Erlauben Sie, dass ich mit dem Hinweis auf eine „Jubiläums-Ausgabe“ beginne. Sie, liebe Abiturientinnen, sind in unserer Schulgeschichte ein besonderer Jahrgang. Wie unsere historischen Recherchen ergaben, werden mit Ihnen heute in Hersel zum 100. Mal junge Frauen das Zeugnis der Allgemeinen Hochschulreife, das Abiturzeugnis, erhalten. Bereits 1914, in jenem Jahr, in dem der verhängnisvolle und unseren Kontinent mit vielen Schrecken erfüllende Erste Weltkrieg ausbrach, erhielt die Ursulinenschule Hersel die „Berechtigung zur Abhaltung der Reifeprüfung“, welche dann im Folgejahr wirksam wurde. Diese Berechtigung ist für eine Zeit, in der es in Deutschland und vielen anderen europäischen Ländern das allgemeine Frauenwahlrecht noch nicht gab, sehr bemerkenswert. In den Anfangsjahren waren es nicht sehr viele Absolventinnen, die ihr Reifezeugnis erhielten. Wie uns die „Jahresberichte der höheren Lehranstalten in Preußen“ aus dem Schuljahr 1927/28 verraten, entwickelte sich der Drang zum Abi recht langsam, in jenem Jahr 1928 z. B. erhielten vier Schülerinnen das Reifezeugnis des Oberlyzeums. Während der Schrecken des Zweiten Weltkrieges wurde die Schule 1942 zwangsweise geschlossen, und so gab es in den Jahren 1943, 1944 und 1945 keine Abiturprüfungen mehr. Am Ursulatag 1945 wurde den Herseler Ursulinen die „Erlaubnis zur Wiederaufnahme des regulären Schulunterrichts als Mädchengymnasium“ erteilt. Und so verlief die Schulgeschichte stetig weiter bis heute – und nun sitzen Sie hier – unsere 100. – unser Jubiläumsjahrgang!

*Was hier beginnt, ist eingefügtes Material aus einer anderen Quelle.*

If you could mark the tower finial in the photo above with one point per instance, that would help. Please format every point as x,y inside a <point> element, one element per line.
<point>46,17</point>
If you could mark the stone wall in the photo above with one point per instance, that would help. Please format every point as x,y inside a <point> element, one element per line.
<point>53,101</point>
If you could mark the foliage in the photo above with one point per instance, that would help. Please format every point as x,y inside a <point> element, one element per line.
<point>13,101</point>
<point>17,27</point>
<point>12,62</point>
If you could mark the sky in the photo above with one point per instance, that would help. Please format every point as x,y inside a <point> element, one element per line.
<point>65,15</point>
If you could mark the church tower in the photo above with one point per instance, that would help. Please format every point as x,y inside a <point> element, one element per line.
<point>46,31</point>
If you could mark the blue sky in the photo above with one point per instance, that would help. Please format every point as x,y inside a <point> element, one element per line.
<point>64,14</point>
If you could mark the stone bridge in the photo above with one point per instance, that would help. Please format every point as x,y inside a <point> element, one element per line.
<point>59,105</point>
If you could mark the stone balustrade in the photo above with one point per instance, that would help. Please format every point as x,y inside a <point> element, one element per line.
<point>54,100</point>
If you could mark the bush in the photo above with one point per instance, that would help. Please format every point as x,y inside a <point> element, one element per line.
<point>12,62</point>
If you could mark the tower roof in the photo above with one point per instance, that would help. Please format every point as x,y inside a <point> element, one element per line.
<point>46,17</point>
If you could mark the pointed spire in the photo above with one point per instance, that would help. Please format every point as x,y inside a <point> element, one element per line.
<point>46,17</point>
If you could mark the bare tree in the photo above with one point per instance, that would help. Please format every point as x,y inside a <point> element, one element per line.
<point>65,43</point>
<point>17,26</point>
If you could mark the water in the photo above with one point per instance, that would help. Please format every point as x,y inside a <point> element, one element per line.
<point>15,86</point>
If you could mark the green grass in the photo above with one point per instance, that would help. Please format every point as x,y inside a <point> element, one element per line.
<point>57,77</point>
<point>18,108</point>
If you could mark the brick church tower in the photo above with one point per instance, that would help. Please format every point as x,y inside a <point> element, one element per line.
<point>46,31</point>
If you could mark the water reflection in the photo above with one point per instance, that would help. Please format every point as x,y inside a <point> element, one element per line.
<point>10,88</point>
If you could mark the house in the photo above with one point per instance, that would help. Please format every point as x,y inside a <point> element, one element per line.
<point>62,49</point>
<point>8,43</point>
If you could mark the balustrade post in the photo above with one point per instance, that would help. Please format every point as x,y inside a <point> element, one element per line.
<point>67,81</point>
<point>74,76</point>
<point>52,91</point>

Nun soll ich Ihr Motto untersuchen, ausleuchten und kommentieren? - ABIKini 2017 – 12 Jahre Kurvendiskussion - Was für ein Thema zum Philosophieren! Es wird wohl jedes Jahr etwas schwieriger… Was musst‘ ich diesmal lange grübeln…
Das erste Wort Ihres Mottos „ABIKini“ ist bereits eine jener typisch deutschen Wort-Kompositionen, in denen semantische Vieldeutigkeit bewusst und implizit angelegt ist: „Abi“ – das ist ja klar, das weiß und will jeder, aber „Kini“, das klingt ja fast a bisserl Bayrisch: „Kini“ – das ist doch „die Majestät“; “Kini“- das ist der mit den herrlichen, ach so teuren Schlössern. „Kini?“ – Ich schaue nach, blättere in „WiKi-Obaboarisch“: Dort steht: „Kini – „da hechste monarschiche Herrschatitl.- nochm Kaisa“. Na, das passt wohl nicht. Nicht auf Sie, liebe Abiturientinnen 2017.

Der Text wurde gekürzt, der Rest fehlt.